Genomic DNA and RNA were isolated by the DNA/RNA FFPE isolation kit (ZymoResearch) according to the manufacturer’s protocol. DNA quality control was performed by qPCR assay, as described previously [14]. The isolated total RNA samples were characterized by Fragment Analyser capillary electrophoresis system (AATI) using Standard RNA kit (AATI), resulting in an RNA Quality Number (RQN; median 3.3; range 1.1–10). Amplification capability was assessed by qPCR assay as a part of the FusionPlex protocol (ArcherDX).
Targeted NGS DNA analysis, biostatistical evaluation, and the interpretation of data was performed as described previously with minor changes [14]. The samples were processed using KAPA HyperPlus Kit (Roche) according to the KAPA HyperCapture protocol (Roche) and custom hybridization probes (944 kbp of target sequence, including 765 kbp of coding regions of 300 genes; Supplementary Table 1; KAPA HyperChoice; Roche). The RNA samples were processed by amplicon RNA NGS using Archer FusionPlex Sarcoma Expanded Kit (ArcherDX) according to the manufacturer’s protocol. Five samples with undetermined HMGA2 fusion or detected low read count fusion were reanalyzed by targeted capture RNA-Seq approach using KAPA RNA HyperPrep Kit (Roche) with a panel of hybridization probes (373 kbp of target sequence; 147 genes; Supplementary Table 2, KAPA HyperChoice; Roche). The prepared libraries were sequenced by the NextSeq instrument (Illumina) using the NextSeq500/550 High Output Kit v2.5 (300 Cycles) according to the manufacturer’s protocol.
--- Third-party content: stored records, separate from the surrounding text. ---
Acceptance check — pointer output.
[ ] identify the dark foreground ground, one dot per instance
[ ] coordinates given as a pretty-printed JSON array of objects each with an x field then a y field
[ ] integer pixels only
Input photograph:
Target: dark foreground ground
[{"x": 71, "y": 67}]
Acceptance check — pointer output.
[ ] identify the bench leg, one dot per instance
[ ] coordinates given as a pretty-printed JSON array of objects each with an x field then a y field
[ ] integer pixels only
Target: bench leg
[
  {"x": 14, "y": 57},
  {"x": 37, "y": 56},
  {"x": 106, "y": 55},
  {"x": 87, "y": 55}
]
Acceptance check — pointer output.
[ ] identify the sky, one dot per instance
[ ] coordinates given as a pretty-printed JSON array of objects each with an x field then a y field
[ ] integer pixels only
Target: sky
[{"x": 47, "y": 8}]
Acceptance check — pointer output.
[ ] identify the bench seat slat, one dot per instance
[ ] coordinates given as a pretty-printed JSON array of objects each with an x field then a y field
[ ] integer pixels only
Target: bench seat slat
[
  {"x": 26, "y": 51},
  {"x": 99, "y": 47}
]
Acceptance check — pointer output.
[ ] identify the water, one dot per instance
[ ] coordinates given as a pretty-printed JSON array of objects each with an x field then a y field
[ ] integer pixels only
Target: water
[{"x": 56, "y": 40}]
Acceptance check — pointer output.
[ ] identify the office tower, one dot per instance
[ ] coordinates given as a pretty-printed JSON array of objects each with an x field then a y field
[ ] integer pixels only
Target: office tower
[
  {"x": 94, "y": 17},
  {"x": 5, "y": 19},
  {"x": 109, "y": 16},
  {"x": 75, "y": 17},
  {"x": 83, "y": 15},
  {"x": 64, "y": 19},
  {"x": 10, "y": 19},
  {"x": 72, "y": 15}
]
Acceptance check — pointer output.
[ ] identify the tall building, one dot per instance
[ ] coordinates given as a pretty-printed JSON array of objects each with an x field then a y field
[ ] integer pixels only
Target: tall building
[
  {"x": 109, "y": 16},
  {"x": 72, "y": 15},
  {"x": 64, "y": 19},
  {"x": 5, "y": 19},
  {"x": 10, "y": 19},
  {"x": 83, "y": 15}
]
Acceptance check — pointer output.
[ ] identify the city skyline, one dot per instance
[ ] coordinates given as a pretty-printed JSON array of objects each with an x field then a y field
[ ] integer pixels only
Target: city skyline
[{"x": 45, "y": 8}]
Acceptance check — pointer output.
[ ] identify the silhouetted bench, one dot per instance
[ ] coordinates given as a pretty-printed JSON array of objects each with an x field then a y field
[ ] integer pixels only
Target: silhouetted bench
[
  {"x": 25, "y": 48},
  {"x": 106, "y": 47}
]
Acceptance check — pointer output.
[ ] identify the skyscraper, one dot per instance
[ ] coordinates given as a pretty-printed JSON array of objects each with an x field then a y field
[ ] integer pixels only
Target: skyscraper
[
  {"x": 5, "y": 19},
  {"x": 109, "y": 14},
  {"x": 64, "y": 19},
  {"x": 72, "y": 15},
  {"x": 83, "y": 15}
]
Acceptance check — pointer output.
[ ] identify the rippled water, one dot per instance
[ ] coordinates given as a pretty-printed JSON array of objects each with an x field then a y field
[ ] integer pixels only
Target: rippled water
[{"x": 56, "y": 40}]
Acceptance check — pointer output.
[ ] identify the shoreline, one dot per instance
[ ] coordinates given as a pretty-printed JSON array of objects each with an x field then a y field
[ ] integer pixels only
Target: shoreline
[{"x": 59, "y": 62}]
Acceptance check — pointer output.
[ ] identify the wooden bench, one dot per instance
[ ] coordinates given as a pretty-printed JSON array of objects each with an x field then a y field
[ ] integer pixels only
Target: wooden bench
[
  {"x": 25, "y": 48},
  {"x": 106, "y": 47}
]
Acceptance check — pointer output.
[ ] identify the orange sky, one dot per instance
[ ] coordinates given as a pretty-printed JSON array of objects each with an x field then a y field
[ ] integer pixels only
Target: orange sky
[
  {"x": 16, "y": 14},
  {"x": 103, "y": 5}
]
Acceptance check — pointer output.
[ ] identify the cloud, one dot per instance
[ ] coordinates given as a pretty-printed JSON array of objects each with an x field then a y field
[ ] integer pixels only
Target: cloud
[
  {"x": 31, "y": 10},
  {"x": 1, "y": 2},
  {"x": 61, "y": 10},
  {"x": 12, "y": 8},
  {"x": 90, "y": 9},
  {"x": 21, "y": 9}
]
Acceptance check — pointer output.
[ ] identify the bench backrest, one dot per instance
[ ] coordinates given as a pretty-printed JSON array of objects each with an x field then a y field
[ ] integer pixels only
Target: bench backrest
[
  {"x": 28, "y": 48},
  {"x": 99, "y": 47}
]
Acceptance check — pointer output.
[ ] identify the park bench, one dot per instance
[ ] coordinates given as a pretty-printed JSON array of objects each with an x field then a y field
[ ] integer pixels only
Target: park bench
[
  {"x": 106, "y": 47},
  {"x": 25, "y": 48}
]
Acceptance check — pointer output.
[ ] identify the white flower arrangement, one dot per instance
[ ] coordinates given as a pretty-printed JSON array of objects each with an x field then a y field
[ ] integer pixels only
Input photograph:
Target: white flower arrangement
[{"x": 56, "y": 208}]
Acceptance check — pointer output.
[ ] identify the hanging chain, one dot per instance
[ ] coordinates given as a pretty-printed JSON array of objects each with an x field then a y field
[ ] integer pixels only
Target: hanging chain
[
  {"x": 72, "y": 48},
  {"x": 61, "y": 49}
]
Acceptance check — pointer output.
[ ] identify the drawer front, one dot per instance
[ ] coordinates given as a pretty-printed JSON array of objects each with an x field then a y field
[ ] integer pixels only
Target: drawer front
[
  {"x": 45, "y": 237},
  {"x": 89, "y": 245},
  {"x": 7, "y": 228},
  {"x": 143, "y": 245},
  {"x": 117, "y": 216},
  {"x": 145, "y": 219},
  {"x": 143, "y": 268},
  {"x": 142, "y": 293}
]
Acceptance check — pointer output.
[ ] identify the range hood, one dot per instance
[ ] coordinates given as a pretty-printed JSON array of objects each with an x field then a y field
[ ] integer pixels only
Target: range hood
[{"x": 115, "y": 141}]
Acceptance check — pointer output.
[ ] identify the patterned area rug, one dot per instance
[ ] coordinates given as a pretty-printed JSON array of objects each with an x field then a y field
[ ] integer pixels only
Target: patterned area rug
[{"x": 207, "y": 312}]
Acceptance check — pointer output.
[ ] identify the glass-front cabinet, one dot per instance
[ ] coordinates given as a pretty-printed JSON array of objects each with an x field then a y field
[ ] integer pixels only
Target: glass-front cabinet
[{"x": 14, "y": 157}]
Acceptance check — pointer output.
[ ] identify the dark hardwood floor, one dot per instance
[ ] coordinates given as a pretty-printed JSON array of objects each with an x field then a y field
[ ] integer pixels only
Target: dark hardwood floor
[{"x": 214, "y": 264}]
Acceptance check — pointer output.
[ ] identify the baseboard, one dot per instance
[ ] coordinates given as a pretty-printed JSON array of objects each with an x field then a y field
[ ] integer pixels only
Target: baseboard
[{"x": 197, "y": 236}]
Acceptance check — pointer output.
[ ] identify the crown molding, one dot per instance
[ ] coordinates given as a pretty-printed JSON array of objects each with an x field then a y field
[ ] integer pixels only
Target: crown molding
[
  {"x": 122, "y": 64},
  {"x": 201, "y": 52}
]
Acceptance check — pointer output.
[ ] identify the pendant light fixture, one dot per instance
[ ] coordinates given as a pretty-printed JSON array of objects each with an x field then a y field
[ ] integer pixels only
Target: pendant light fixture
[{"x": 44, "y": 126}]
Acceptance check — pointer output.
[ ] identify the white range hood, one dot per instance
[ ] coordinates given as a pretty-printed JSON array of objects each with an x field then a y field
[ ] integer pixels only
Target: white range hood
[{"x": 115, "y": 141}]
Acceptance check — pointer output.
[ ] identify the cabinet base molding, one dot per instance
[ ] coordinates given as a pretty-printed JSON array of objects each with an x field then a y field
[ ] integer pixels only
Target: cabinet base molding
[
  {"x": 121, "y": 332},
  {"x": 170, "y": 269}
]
Copy number variation (CNV) was evaluated using an algorithm in the NextGENe CNV Tool (Softgenetics). The variants (including 1q, MED12, and FH deletions) were evaluated in all cases. Precise CNV data analysis of the entire sequenced region was limited in several low-quality samples (complete CNV analyses were possible in 21 cases).
Fusions were evaluated from amplicon RNA NGS data using Archer Analysis software v5.1.7 (ArcherDX). Low-reads fusions or undetermined HMGA2 fusions were further inspected based on the capture RNA-Seq data in the CLC Genomics Workbench and compared to the Archer FusionPlex results. Low-read fusions were considered only when detected by both the amplicon and capture RNA NGS approach.
Detailed pipelines of all NGS data analysis together with module settings are available upon request.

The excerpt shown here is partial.